The new password system called GOTCHA developed at the Carnegie Mellon University could secure high-value information such as bank accounts even if the password leaks as part of a large-scale site breach.
To create a GOTCHA, a user chooses a password and a computer then generates several random, multi-coloured inkblots.
The user describes each inkblot with a text phrase. These phrases are then stored in a random order along with the password.
When the user returns to the site and signs in with the password, the inkblots are displayed again along with the list of descriptive phrases; the user then matches each phrase with the appropriate inkblot.

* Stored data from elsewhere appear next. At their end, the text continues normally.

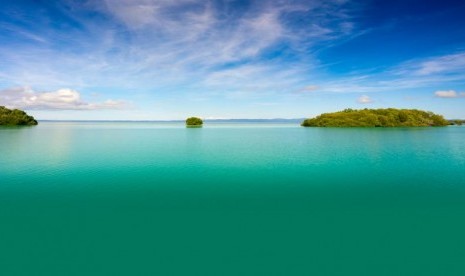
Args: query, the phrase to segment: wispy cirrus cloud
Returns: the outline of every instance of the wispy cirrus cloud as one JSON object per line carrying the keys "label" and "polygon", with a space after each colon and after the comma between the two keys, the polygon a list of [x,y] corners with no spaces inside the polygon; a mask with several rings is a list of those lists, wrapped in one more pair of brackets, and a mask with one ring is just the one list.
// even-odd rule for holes
{"label": "wispy cirrus cloud", "polygon": [[332,78],[316,85],[321,93],[392,92],[444,83],[460,85],[465,81],[462,72],[465,72],[465,52],[458,52],[409,60],[376,72],[353,72],[347,77]]}
{"label": "wispy cirrus cloud", "polygon": [[435,74],[456,74],[465,68],[465,53],[457,53],[440,57],[433,57],[424,61],[406,64],[407,69],[412,70],[418,76],[430,76]]}
{"label": "wispy cirrus cloud", "polygon": [[129,107],[129,103],[121,100],[86,102],[81,99],[78,91],[67,88],[36,92],[28,87],[0,90],[0,104],[10,108],[37,110],[97,110]]}
{"label": "wispy cirrus cloud", "polygon": [[[30,41],[14,48],[0,45],[0,58],[6,61],[0,72],[10,86],[44,89],[163,90],[187,84],[212,90],[216,87],[208,86],[211,80],[232,70],[256,67],[255,72],[276,73],[261,79],[276,79],[305,61],[308,73],[317,63],[308,54],[312,45],[349,36],[354,29],[349,10],[338,9],[345,5],[339,0],[250,1],[234,9],[231,5],[196,0],[64,1],[55,8],[72,24],[56,28],[50,20],[53,14],[46,13],[44,18],[15,18],[23,23],[15,32],[27,34]],[[88,20],[89,13],[94,20]],[[37,39],[43,43],[35,43]],[[287,54],[263,59],[276,50]],[[256,81],[242,83],[247,87]]]}

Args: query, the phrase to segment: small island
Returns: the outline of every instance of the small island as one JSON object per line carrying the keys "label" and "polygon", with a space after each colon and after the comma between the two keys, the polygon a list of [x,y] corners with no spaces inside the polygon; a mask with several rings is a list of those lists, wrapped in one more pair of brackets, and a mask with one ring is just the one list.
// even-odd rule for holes
{"label": "small island", "polygon": [[0,126],[33,126],[37,125],[34,117],[19,109],[8,109],[0,106]]}
{"label": "small island", "polygon": [[427,127],[450,122],[433,112],[417,109],[345,109],[306,119],[304,127]]}
{"label": "small island", "polygon": [[190,117],[186,119],[186,127],[202,127],[203,121],[198,117]]}

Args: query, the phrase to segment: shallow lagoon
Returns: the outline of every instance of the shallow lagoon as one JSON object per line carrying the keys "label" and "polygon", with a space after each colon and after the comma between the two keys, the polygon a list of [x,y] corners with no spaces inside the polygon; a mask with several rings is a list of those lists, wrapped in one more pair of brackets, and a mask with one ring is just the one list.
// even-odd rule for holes
{"label": "shallow lagoon", "polygon": [[0,128],[1,275],[464,275],[465,127]]}

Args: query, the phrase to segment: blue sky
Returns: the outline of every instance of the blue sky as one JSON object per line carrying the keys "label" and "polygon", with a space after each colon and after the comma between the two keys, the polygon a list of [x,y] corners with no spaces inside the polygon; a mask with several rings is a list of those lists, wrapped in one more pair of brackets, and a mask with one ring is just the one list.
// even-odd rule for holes
{"label": "blue sky", "polygon": [[465,119],[465,1],[0,2],[0,105],[38,119]]}

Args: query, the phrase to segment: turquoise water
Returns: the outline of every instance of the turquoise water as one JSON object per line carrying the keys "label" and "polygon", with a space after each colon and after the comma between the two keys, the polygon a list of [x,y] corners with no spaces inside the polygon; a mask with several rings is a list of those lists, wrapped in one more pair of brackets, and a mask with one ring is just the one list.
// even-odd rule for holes
{"label": "turquoise water", "polygon": [[0,275],[465,275],[465,127],[0,128]]}

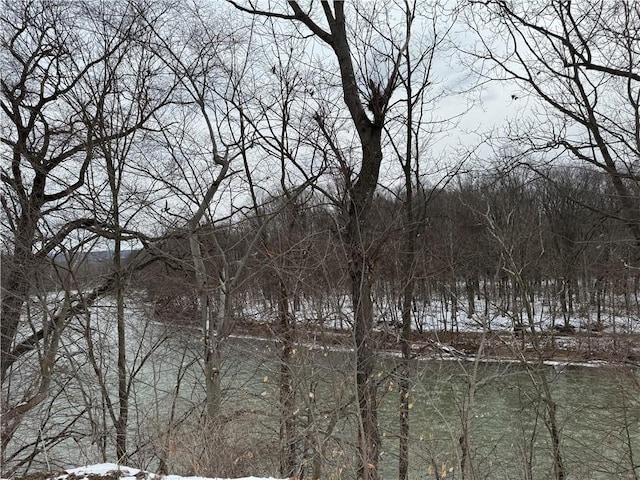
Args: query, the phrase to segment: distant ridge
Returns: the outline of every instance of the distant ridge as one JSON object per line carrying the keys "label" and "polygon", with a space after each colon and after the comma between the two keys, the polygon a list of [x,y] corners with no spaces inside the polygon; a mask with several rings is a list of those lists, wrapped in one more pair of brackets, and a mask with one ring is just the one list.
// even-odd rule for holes
{"label": "distant ridge", "polygon": [[[130,257],[134,256],[140,250],[122,250],[120,252],[120,258],[122,260],[128,260]],[[111,250],[96,250],[91,252],[77,252],[74,254],[72,261],[74,262],[85,262],[89,264],[97,264],[97,263],[106,263],[110,262],[113,259],[114,252]],[[64,254],[58,254],[53,257],[56,262],[66,262],[67,257]]]}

"These are puzzles that are easy for a human to solve, but hard for a computer to solve, even if it has the random bits used to generate the puzzle," said Jeremiah Blocki, who worked on the system along with professor Manuel Blum, and Anupam Datta, associate professor of computer science.
These puzzles would prove significant when security breaches of websites result in the loss of millions of user passwords - a common occurrence that has plagued such companies as LinkedIn, Sony and Gawker.

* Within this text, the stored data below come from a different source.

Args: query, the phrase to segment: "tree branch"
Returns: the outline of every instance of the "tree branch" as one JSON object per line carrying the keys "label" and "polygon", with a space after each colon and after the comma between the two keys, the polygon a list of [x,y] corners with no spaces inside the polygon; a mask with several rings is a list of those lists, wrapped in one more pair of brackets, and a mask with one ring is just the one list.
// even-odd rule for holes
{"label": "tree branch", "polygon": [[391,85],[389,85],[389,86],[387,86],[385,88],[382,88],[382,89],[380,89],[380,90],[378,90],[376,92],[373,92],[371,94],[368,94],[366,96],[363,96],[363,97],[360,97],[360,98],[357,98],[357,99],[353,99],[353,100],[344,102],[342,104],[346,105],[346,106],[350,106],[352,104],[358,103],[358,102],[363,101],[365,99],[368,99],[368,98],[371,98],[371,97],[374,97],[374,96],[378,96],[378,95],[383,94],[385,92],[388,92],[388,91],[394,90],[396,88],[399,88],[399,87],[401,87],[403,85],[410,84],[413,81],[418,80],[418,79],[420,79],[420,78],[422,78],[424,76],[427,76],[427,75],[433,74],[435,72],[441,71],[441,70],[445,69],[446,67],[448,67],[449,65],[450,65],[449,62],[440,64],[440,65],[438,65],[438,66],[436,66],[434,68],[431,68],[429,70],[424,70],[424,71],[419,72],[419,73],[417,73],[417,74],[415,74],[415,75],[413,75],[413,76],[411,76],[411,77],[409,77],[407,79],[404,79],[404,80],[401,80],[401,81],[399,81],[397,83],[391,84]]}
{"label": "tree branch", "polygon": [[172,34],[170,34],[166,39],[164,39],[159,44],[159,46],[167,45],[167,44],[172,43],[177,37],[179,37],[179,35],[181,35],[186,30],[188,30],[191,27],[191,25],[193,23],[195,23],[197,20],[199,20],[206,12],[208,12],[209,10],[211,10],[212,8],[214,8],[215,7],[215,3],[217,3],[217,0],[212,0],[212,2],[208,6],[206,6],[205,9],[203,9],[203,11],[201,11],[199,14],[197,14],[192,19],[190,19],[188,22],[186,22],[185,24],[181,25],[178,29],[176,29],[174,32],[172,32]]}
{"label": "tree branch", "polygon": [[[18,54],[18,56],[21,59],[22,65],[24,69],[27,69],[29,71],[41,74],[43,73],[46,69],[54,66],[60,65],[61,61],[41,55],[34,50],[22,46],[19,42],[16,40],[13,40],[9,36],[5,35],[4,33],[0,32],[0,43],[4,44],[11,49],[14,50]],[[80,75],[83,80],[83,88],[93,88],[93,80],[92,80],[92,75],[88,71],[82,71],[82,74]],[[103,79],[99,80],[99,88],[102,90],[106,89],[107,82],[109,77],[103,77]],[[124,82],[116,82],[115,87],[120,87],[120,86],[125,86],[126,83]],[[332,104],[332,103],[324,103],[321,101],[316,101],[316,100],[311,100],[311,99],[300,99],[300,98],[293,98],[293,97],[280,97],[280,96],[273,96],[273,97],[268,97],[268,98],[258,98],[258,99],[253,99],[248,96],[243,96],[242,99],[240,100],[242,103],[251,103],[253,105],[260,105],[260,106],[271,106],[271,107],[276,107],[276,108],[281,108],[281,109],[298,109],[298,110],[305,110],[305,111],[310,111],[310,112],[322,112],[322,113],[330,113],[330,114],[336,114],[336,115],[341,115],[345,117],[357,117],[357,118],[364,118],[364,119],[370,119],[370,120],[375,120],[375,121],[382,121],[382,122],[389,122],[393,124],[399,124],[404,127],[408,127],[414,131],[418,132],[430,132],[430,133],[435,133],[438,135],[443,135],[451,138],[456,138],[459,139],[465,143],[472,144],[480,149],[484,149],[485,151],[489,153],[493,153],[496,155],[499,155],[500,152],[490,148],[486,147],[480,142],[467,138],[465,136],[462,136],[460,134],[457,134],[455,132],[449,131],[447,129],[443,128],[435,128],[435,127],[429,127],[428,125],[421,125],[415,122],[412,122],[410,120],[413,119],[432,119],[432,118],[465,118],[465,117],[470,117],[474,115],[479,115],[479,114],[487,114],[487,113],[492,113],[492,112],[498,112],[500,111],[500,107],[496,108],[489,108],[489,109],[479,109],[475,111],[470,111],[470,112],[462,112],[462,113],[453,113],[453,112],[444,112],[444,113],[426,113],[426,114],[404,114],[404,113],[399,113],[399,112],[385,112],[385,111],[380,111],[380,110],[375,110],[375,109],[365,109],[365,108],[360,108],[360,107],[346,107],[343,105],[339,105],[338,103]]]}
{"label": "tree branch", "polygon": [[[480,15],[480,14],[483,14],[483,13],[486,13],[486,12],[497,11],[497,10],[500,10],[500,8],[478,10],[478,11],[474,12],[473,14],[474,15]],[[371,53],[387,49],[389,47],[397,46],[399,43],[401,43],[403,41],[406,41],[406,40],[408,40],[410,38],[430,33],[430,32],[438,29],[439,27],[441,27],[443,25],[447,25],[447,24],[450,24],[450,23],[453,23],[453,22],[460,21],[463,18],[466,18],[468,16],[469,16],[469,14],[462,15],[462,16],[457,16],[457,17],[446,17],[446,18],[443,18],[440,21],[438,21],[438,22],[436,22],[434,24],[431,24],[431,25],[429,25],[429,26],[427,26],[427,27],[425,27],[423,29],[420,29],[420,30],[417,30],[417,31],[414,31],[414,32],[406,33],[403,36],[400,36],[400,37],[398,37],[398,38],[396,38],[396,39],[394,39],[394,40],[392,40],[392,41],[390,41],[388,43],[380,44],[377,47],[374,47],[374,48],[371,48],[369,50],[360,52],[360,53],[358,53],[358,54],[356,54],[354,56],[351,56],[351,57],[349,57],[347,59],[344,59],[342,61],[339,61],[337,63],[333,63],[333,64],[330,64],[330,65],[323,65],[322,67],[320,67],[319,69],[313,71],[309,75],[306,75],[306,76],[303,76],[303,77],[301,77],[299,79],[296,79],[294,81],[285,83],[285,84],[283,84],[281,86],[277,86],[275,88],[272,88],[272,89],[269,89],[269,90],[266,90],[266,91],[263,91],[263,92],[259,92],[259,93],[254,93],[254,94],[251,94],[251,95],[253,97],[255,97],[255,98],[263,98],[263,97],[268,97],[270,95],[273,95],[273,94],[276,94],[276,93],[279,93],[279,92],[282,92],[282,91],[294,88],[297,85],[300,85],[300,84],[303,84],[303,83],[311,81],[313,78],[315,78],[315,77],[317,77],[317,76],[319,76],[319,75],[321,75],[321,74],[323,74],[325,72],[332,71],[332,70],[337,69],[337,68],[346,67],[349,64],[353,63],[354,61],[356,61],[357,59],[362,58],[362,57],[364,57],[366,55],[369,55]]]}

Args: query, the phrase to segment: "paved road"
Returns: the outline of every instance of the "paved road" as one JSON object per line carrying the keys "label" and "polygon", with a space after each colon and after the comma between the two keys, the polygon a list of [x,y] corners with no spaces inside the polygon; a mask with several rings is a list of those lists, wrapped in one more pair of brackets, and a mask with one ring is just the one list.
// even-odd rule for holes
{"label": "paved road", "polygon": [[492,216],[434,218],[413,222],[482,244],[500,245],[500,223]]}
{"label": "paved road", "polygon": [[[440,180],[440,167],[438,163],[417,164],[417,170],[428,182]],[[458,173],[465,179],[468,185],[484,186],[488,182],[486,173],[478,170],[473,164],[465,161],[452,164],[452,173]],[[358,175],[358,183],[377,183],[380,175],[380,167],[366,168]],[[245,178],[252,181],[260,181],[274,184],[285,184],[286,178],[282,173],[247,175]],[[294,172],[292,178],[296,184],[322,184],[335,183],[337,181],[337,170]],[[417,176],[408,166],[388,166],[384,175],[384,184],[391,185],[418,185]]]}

These passwords are stored as cryptographic hash functions, in which passwords of any length are converted into strings of bits of uniform length.

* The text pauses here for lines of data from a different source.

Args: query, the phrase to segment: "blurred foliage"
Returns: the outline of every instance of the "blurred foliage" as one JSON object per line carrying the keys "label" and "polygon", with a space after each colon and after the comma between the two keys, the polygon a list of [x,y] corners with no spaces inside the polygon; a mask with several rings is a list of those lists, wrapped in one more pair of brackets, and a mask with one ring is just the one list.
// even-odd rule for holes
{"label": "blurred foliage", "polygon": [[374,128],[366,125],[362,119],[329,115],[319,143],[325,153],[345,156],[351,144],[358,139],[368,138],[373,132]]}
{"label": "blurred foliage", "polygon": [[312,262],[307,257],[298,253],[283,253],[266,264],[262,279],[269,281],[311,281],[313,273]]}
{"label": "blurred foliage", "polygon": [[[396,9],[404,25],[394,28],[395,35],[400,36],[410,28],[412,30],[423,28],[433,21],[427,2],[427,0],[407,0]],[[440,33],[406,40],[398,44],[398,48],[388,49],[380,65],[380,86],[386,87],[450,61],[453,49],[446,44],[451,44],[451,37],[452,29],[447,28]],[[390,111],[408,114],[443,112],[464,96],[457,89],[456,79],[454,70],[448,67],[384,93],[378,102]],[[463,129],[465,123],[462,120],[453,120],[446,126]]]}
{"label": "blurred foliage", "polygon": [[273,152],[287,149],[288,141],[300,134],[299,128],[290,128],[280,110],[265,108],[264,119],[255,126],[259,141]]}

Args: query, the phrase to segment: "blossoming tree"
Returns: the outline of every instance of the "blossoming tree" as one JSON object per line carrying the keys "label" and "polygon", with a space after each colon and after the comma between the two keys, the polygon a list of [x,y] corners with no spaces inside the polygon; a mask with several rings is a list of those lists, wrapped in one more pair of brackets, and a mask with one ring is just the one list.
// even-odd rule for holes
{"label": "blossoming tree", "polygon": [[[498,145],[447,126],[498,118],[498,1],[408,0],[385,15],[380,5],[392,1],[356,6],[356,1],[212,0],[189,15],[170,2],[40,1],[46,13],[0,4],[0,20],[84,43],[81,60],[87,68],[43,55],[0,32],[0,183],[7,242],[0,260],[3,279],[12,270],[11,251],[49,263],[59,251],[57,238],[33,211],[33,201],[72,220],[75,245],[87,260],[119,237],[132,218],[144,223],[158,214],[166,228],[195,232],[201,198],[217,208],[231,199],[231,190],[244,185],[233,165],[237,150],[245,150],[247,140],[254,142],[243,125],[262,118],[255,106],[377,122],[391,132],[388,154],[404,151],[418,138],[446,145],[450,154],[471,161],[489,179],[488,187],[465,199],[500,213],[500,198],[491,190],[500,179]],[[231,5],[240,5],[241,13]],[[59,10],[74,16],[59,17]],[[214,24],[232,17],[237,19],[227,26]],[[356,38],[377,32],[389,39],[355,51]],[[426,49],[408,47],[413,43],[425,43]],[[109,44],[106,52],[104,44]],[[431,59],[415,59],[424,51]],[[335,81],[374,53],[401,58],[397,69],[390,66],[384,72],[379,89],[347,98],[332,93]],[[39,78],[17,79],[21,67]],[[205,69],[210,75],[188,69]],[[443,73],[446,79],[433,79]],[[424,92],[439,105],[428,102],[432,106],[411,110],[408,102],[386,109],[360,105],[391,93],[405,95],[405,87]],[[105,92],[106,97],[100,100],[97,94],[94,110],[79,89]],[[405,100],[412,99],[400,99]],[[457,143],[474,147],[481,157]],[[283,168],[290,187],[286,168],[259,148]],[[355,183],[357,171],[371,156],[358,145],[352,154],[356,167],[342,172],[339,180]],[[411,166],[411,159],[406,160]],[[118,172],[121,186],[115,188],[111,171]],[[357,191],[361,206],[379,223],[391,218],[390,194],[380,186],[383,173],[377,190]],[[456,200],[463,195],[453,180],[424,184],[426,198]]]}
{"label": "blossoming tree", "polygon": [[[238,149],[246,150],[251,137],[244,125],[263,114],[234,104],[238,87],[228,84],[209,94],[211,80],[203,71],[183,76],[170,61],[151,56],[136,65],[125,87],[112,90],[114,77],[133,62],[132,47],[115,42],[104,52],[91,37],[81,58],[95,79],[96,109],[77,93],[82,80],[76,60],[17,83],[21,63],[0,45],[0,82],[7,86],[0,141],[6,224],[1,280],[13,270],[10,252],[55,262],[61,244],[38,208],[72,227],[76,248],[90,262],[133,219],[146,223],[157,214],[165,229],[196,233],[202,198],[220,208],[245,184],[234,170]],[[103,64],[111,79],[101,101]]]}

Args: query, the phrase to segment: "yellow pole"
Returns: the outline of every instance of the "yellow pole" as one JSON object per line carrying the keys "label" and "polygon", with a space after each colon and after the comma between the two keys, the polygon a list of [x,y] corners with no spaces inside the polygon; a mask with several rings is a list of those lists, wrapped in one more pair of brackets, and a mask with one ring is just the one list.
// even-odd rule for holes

A thief can't readily decipher these hashes, but can mount what's called an automated offline dictionary attack.
Computers today can evaluate as many as 250 million possible hash values every second, Blocki noted.
Given the continued popularity of easy passwords, such as "123456" or "password," it's not always difficult to crack these hashes. But even hard passwords are vulnerable to the latest brute force methods, Blocki said. In the case of a GOTCHA, however, a computer programme alone wouldn't be enough to break into an account.
"To crack the user's password offline, the adversary must simultaneously guess the user's password and the answer to the corresponding puzzle," Datta said.
"A computer can't do that alone. And if the computer must constantly interact with a human to solve the puzzle, it no longer can bring its brute force to bear to crack hashes," said Datta.
Because the user's descriptive phrases for inkblots are stored, users don't have to memorise their descriptions, but have to be able to pick them out from a list.